The event will serve up a new vision to CIOs curious about how technology can merge with human capital to deliver an exceptional customer experience.

nextcon tomas gorny
Nextiva

Let’s be honest, it takes a lot to get me excited about traveling to Scottsdale, Arizona. And NEXTCON, put on by Nextiva, is definitely one of the few events where I’m willing to trade in some desperately needed time off, and put it towards continuing education.

I’m not alone. Many CIOs head to the desert every year to hear from the leading voices in merging cutting-edge technology with new customer-facing strategies to deliver an exceptional customer experience.

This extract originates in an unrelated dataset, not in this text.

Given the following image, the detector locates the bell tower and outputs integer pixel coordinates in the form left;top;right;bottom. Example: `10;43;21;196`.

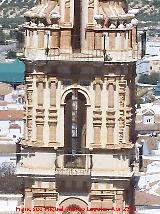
17;0;138;214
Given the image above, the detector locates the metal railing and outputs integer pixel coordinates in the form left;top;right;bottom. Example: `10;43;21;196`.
19;31;138;62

This year’s list of speakers is impressive – including Tomas Gorny, Neil Patel and Nate McMahon.

Tomas Gorny: Converting technology into good business

I love Gorny’s story because it speaks to the American dream, in every sense of the word. He arrived in the United States at the age of 17. From Poland, he knew almost no English. But, true to the American spirit, he got to work. And he didn’t just start working, but decided to start creating.

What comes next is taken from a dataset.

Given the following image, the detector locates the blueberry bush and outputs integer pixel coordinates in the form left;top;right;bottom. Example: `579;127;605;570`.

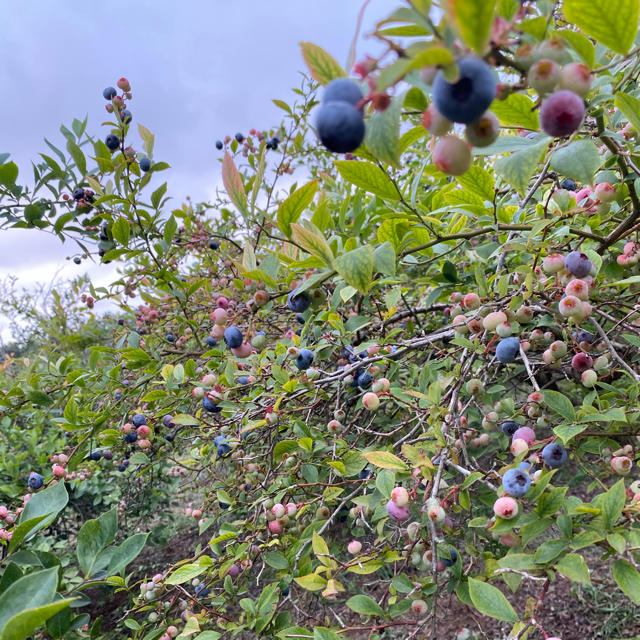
0;0;640;640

1993 was a great year to start studying technology. As he grappled with language barriers, he decided to also tackle computer languages. In 2001 he launched IPOWER, a hosting company that merged with Endurance in 2007 – going public in 2013.

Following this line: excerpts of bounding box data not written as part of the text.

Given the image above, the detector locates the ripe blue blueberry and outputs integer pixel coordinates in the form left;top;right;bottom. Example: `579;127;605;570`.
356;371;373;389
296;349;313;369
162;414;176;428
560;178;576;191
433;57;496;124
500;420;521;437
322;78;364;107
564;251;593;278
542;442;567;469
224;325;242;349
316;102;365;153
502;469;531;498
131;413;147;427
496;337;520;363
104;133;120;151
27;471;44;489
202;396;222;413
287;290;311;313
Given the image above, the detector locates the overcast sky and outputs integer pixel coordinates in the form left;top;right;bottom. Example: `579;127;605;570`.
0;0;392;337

Although, you may be more familiar with his website security creation – “Sitelock”. It protects millions of websites from unauthorized changes, providing CIOs with a buffer between their online experience and the hackers attempting to make a quick buck at their expense.

Neil Patel: Using technology to engage and inspire

If you ask your CMO, they’ll probably be able to give you an endless bio on Patel’s successes as an internet marketer. Having worked with Amazon, NBC, GM, HP and Viacom, Neil’s deep experience in helping technology do the most good – for both shareholders and consumers – is mind-blowing.

And he’s regularly featured here on CIO, especially in regards to helping companies branch out into the digital jungle in a more profitable way.

Nate McMahon: Helping the Motley Fool leverage people and technology

Every CIO deals with the evolving needs and expectations of their Human Resources team. Using technology to minimize the impact of HR on the bottom-line is just good business. And, if done correctly, it can even help improve the employee experience – delivering some serious ROI.

Nate McMahon has helped to lead The Motley Fool, working as “…an Executive Coach, Agile Project Manager and Coder to help build and scale the company's renowned workplace Next Practices.”

Of all the speakers, his talk is the one I’m most looking forward to. His insights on how the Motley Fool became the first company to receive Glassdoor’s “#1 Best Mid-Size Company to Work in the U.S.” award for two consecutive years will help shed a light on how technology can better support the people that companies rely on to deliver an exceptional customer experience.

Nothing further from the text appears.